WASHINGTON -- The Republican-controlled House is on track to easily pass a bill Friday to approve the Keystone XL oil pipeline, and this time, the Senate may follow.
The bill marks the ninth attempt by the House to secure approval of the pipeline, which has been repeatedly delayed by environmental reviews, legal challenges to its route, and politics. Prior votes in the Senate on the issue have failed to get enough votes, but supporters said Thursday they were close to reaching that threshold.
Both the GOP and Senate Democrats hope the votes will give an edge to their party's candidate in the Louisiana Senate race, where Republican Rep. Bill Cassidy and Sen. Mary Landrieu are headed for a runoff, and both are touting their energy credentials in an oil and gas-producing state.
While Landrieu pushed for the vote planned in the Senate next week, Senate Minority Leader Mitch McConnell of Kentucky credited the Republican sponsor, Sen. John Hoeven of North Dakota, for the progress Thursday.
"We never would have gotten to this point without the tireless leadership of Sen. Hoeven in the Senate, and Congressman Cassidy in the House," said McConnell. "Like the experts, Sen. Hoeven also knows that Keystone would also have almost zero net effect on our climate."
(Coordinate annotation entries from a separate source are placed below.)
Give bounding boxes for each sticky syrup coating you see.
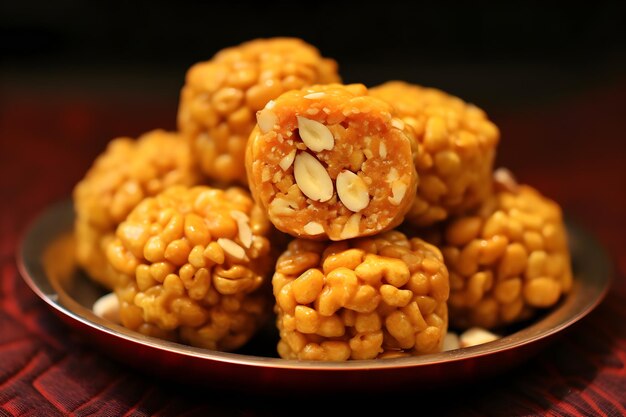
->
[246,84,418,240]
[178,38,340,185]
[371,81,500,227]
[107,186,275,351]
[272,231,449,361]
[73,130,199,289]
Even if the measure passes the Senate, it may hit a dead end at the White House, which has repeatedly issued veto threats on the bills to expedite or force the President Obama's hand on the issue.
The White House has stopped short of directly threatening a veto of the Keystone legislation. But spokesman Josh Earnest, traveling in Asia with Mr. Obama, said the president takes a "dim view" of legislative efforts to force action on the project.
Environmentalists have framed the issue as a significant test of Mr. Obama's commitment to address climate change. Republicans, and the State Department's review, say the pipeline won't have a significant impact on global warming and thus should be green-lighted.
The 1,179-mile project is proposed to go from Canada through Montana and South Dakota to Nebraska, where it would connect with existing pipelines to carry more than 800,000 barrels of crude oil a day to refineries along the Texas Gulf Coast.
Advocates say it would create thousands of jobs and aid energy security, but environmentalists warn of possible spills and say the pipeline would expedite development of some of the dirtiest oil available.
The State Department said in a Jan. 31 report the project would not significantly boost carbon emissions because the oil was likely to find its way to market by other means. It added that transporting it by rail or truck would cause greater environmental problems than if the Keystone XL pipeline were built.
In a news conference in Myanmar Friday with opposition leader Aung San Suu Kyi, the president noted that there's a case pending in Nebraska challenging the project.
"If you don't know the route, it's hard to finalize a plan," he said. "As a policy matter, my government believes we should judge this pipeline on whether it accelerates climate change and affects gas prices.
"I have to push back against the idea that Keystone is a jobs bill. Understand what it is: It's about Canada pumping their oil through our, and it will be sold everywhere else.
"What does have an impact on gas prices is the boom of natural gas. Republicans should be engaging in what we can do to produce more energy."
For Mr. Obama, the votes offer a preview of what is to come on energy and environmental issues when Republicans take over the Senate next year, giving them control of Congress. McConnell and other Republican leaders have vowed to rein in Mr. Obama's plans on the climate and pass legislation to greatly expand energy production and expedite energy exports.